Role of a CIO in the Age of Innovation
Vijay Sethi is of the view that today the role of the CIO is quite different from what it was few years back. “There is so much change in technology, user requirements, user perception, and user expectation that the role that IT plays in the companies is undergoing a huge shift. When the technology is changing, the role of the CIOs must also change,” says Sethi.
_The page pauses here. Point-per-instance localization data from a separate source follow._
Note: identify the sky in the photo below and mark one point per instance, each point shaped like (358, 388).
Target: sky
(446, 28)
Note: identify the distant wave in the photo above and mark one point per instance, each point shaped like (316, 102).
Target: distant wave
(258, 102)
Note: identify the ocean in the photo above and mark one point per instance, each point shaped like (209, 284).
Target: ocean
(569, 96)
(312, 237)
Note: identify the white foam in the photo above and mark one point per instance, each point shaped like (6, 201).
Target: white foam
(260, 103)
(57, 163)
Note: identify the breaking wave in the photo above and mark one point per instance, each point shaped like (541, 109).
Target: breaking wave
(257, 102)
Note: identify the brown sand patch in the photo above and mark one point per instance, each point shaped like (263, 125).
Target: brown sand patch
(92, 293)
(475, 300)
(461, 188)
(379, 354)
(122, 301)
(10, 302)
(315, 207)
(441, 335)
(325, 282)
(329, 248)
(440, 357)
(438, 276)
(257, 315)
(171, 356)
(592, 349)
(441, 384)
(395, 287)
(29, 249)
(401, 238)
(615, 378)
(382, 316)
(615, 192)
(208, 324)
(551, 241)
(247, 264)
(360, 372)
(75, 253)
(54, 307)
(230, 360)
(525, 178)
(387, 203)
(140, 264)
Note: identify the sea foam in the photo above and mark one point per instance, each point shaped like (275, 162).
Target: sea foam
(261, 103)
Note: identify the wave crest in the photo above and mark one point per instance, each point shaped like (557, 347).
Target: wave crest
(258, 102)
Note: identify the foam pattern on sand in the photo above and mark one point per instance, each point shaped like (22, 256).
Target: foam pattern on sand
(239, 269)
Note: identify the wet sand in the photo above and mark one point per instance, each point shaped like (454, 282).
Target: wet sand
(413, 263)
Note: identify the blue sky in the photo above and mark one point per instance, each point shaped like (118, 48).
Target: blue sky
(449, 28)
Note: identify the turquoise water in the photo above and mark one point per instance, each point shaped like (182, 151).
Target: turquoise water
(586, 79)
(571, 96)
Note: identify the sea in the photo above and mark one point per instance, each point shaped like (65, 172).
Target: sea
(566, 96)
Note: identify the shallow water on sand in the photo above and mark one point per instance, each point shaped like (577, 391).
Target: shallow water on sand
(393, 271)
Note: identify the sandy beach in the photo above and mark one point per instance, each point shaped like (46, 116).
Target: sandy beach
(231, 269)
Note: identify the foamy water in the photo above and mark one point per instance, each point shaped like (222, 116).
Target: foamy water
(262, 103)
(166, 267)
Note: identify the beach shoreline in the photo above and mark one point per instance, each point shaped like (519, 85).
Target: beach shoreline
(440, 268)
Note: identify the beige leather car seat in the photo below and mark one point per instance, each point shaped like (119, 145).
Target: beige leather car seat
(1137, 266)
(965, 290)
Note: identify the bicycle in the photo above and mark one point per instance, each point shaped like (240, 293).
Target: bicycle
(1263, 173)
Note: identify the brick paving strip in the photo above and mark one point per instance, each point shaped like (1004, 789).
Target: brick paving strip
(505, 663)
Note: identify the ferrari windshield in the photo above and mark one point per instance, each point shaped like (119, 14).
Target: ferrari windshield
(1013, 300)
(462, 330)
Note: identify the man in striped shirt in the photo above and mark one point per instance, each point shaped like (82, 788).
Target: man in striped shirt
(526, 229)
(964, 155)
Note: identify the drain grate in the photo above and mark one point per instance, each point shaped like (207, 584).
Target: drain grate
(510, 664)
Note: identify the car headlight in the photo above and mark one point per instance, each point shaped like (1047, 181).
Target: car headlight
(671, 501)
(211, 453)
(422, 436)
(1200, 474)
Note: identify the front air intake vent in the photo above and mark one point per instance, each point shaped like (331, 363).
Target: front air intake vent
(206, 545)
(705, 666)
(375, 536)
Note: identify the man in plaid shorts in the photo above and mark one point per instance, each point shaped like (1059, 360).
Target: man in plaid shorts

He says that SMAC is leading to a significant transformation in the way that the major organisations conduct their business. “Social, Mobile, Analytics, Cloud—these are not buzz words, they are forces of innovation capable of transforming the entire IT landscape.”
He says that it is not just the CIOs and the IT teams that are taking notice of SMAC, the CEOs, and other business leaders and the end users are are also becoming aware of the whole range of benefits that SMAC can bring to the organisation.
Are Indian companies ready to adopt SMAC? Answering this question, Sethi says, “It is not a question of “if”, but “what all”. The companies have no alternative except to adopt SMAC, which offers many advantages. Ultimately the CIOs have to deploy the technology that makes business sense. The CIOs can’t buck the trend.” But how does a company that already has legacy systems in place adopt SMAC? Sethi says, “The need of the hour is to look at the culture of the organisation, analyse the business case, and consider other aspects before creating a detailed roadmap for adoption.”
The other areas of technology that are now picking up are M2M Communication and IoT. “People are now exploring M2M space,” says Sethi. “This will be a space to watch out for in the automotive sector as we move forward.” He is of the view that MDM (Mobile Device Management) and MAM (Mobile Application Management) are two key areas for one to exploit the power of mobility.
“Traditionally most of the IT departments have been mainly focussed on setting up the IT policies and restrictions, but now with consumerisation of IT, and a very IT savvy and young workforce in most organisations, the CIOs need to be more collaborative while setting up these of policies. The IT policies must be contemporary and should to be constantly updated to keep pace with new innovations.”
On the issue of data centre, which is at the heart of any IT setup, Sethi says, “The way the data centre is designed, operated, managed will have significant impact on not just the cost but also the overall efficiency and effectiveness of organisation.” He says that in case of data centres, one needs to increase focus on reducing energy consumption, having greener data centre, which means reducing the footprint by virtualization or other means, efficient cooling, etc.
What areas of technology does Sethi see picking up in the next few years? He says, “While cloud computing, be it private, public and hybrid, does play a key role, another area that is about to pick up is SDDC (Software-Defined Data Center). As of now SDDC is a new concept, but in the next 2-3 years will definitely be part of the technology mainstream.”